The Legislature’s outlook on vice is not always predictable. Some lawmakers squash anything offensive to the dominant faith; others swerve more libertarian and think guv’ment shouldn’t meddle in people’s lives and businesses. How this affects vice regulation sometimes makes for a strange brew.


The 2012 Legislature took a hard look at inhaled-vapor electronic cigarettes and decided to study the product for five years before determining whether they should be banned from being smoked indoors. But that didn’t stop Rep. Paul Ray, R-Clearfield, from proposing that water-based e-cigs be taxed this session like regular tobacco products, increasing the tax on the “smokes” by nearly 90 percent. Conservative lawmakers allergic to tax hikes stomped the bill out on the House floor.

Smokers & Babies on Board

Rep. Patrice Arent, D-Salt Lake City, finally got the Legislature to support the passage of House Bill 13, making it a ticketable offense to smoke in a car if a passenger is 15 or younger. The surprise group advocating on behalf of smokin’ drivers? The Eagle Forum.

The ultra-conservative, pro-family, won’t-someone-think-of-the-children citizen lobby group said government didn’t need to legislate how parents behave with their kids in their private property. Arent’s legislative-fu defeated the forum, headed up by Gayle Ruzicka, and the bill passed favorably out of both houses.

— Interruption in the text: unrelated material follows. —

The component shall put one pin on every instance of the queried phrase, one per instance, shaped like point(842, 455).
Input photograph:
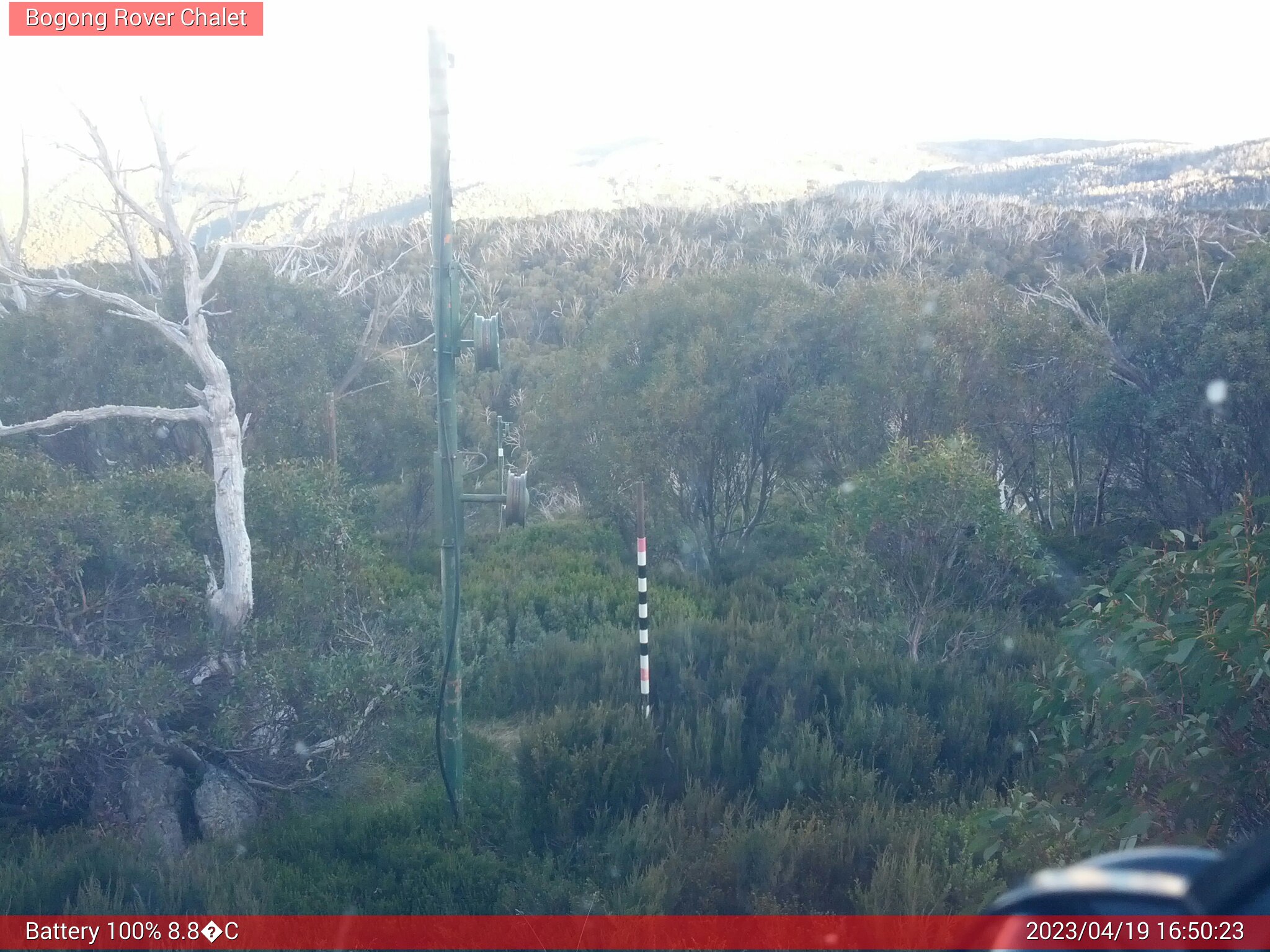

The general session has ended, but the legislating is far from over. The Legislature may reconvene for a special session to approve or reject the funding of expanding Medicaid, probably the state’s biggest decision to be made. And while 2013 may have been an unlucky year for taking down the Zion wall, the House will try to scale that wall again in 2014.


The rest of 2013 will also see a greater push for passing a statewide LGBT nondiscrimination law in 2014. The newly formed Utah Values Coalition launched UtahValues.org to get people and lawmakers educated about the issue.

But the biggest predictor of how legislators will decide about the laws governing citizens in 2014 will be determined by how much voters get involved in the issues today and before the next session of sausage-grinding begins. 




Booze News

Sen. John Valentine, R-Orem, served up a cool, refreshing bill to local restaurant owners who struggle to get liquor licenses for their establishments. Valentine proposed a bill allowing restaurant-chain owners to be able to get a single “master” license that would apply for all of their restaurants, freeing up liquor licenses for other restaurants as well.

The bill was combined with House Bill 228 by Rep. Ryan Wilcox, R-Ogden, and finished on a sour note, however, as Valentine made sure the bill keeps Utah’s Zion wall standing tall. The 7-foot-2-inch walls shield restaurant-goers from watching drinks being prepared. Wilcox studied throughout 2012 whether there is evidence that such walls actually prevent underage drinking. Finding none, he proposed their removal in his first bill draft. That measure was shut down by Valentine.


While there is no evidence, there is the 1988 Tom Cruise classic Cocktail, which shows bartenders using “flair” to make drinking “cool” by throwing bottles in the air and catching them behind their backs. Though the movie is rated R, many state lawmakers have apparently seen it and worry that fancy bartending will encourage drinking, though measuring devices attached to liquor bottles actually physically prevent bartender “flair.”

“I agree [drinking] is a public-health issue,” Wilcox said. “What I don’t agree with is when we implement policies based on theories and fear tactics.” The Utah Senate disagreed and kept the Zion walls in place.